Menjadi Pemimpin Otentik

Saat ini harus diakui bahwa sangat sulit menemukan pemimpin yang otentik. Para cendekiawan, politisi, pejabat pemerintahan, CEO maupun para pemilik perusahaan besar, rasanya sangat jarang yang memiliki kualitas ini. Mengapa pemimpin yang otentik ini penting? Chairman The Avalon Consulting Setyo Hajar Dewantoro (SHD) menyatakan bahwa mereka yang otentik pasti memiliki integritas, yakni keselarasan antara pikiran, kata-kata dan tindakan yang dilakukan.

“Pemimpin yang otentik tidak melakukan sesuatu untuk tujuan-tujuan egoistik atau demi pencitraan. Pemimpin otentik juga menjalankan segala hal dengan hati yang penuh dan ketulusan yang sempurna. Pemimpin otentik bisa membuktikan apa yang dia katakan, menjalankan segala sesuatunya sesuai dengan apa yang menjadi standar nilai yang sering diungkapkannya,” kata SHD dalam sesi 11 kelas Avalon Leadership Online Course (ALOC) Batch 6, 13 April 2024 lalu.

SHD juga menegaskan saat ini menemukan orang cerdas tidaklah susah, menemukan orang yang bisa membangun karya hebat dalam standar kemodernan tidak susah, namun menemukan orang yang otentik ini adalah perkara sulit.

Kenapa susah menemukan pribadi atau pemimpin yang otentik? Karena selama ini pendidikan kita tidak di desain ke arah sana. Keotentikan adalah bagaimana setiap orang itu disentuh, ditumbuhkan semua kualitas pada aspek dirinya, bukan hanya rasionalitas dan nalarnya, tapi diajak untuk betul-betul mengenali dirinya secara utuh, membereskan sisi gelap di dalam dirinya, diajari untuk menemukan kebahagiaan sejati, dan mengenali tuntunan agung di dalam diri, serta diajari untuk hidup harmoni dengan gerak Semesta.

Pendidikan kita yang banyak berkembang adalah yang menciptakan orang dengan split personality, di mana otaknya penuh konsep ideal tapi perilaku penuh kebiadaban. Di satu sisi misalnya sangat keras pada sikap koruptif dan penyalahgunaan kekuasaan atau kekuatan finansial, namun sikap hidupnya menjadi sangat ringan pada perilaku koruptif dan penyalahgunaan kekuasaan yg datang kepadanya.  
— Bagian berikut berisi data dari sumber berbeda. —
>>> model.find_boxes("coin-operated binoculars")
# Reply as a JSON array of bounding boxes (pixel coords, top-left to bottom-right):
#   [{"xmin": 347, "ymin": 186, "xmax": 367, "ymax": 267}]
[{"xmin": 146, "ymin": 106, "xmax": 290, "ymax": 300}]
Tantangan kita adalah menjadi orang yang  memiliki keotentikan, tanpa kepalsuan dan menjadi teladan agar orang lain untuk mengikuti pola ini. Tanpa keotentikan, tanpa integritas kita tidak akan pernah berhasil di dalam mencapai tujuan-tujuan besar. Bila hanya pandai berkata-kata, berakrobat dengan kepintaran rasionalitas kita hanya akan mengulangi kegagalan yang sama. Kita tidak akan menjadi kekuatan pembaharuan di negeri ini maupun di skala global.